Tuesday 2 October: A crude oil tanker BLACK GOLD suffered a blackout early this morning while making a pilot station at 35º 52’ N, 014º 50’ E (12.58 n.miles East of Zonqor Point). A fully loaded 100,000 tonne container vessel bound for the Marsaxlokk container terminal, rams the tanker on her starboard side at a speed of around 16 knots. Two tanks are damaged in black gold, spilling oil at sea. An oil spill emergency response is triggered by Transport Malta, calling all the national response actors to intervene. A strong easterly wind is driving the spill fast towards Malta.

The team of the Physical Oceanography Research Group (PO.Res.Grp) come in support with oil spill bulletins to aid the response by predictions on the fate of the spill and the expected beaching of the oil.

Luckily this was only an unreal scenario, being part of the MALTEX 2018 national oil pollution response simulation exercise organised by Transport Malta in collaboration with EMSA (European Maritime Safety Agency). The exercise served to showcase the support that the PO.Res.Grp offers to oil spill response with HF radar observations and numerical models.

The exercise was supported by the CALYPSO South project which targets to establish best practices, and to test the deployment of additional technological assistance by drones and Lagrangian drifters.

Prof. Aldo Drago, leader of the CALYPSO South project partially funded by the Italia-Malta programme 2016-2020, explained the role of the PO.Res.Grp in the national oil spill response team at a project progress meeting held in Malta on the occasion of MALTEX 2018. Prof. Drago highlighted how 'the long stretch of research projects in the last 25 years of activity have permitted the PO.Res.Grp (ex Physical Oceanography Unit) to build its reputation among the local stakeholders as a provider of specialised services in operational meteo-marine observations and forecasts’.

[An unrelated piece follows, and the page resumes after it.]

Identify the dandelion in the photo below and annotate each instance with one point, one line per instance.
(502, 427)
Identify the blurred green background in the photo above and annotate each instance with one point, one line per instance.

The CALYPSO South project will invest 1.5 million Euro to deliver an extension of the current CALYPSO HF radar cluster from four to seven units leading to an extended spatial coverage including the southern approaches to the Maltese Islands, and is committed to improve the quality and consistency in space and time of the data flows to the many users already relying on the system.

Additional numerical models are already being developed to forecast hydrodynamical fields and waves with high resolution with a reach in the Maltese and Sicilian coastal areas. This will impact the services offered to national stakeholders like Transport Malta, Civil Protection Department and Armed Forces of Malta locally, especially for oil spill response and for search and rescue operations.

A project meeting was held concurrently, which served to bring Sicilian stakeholders in direct contact with the Maltese counterparts in order to plan trans-boundary cooperation and activities.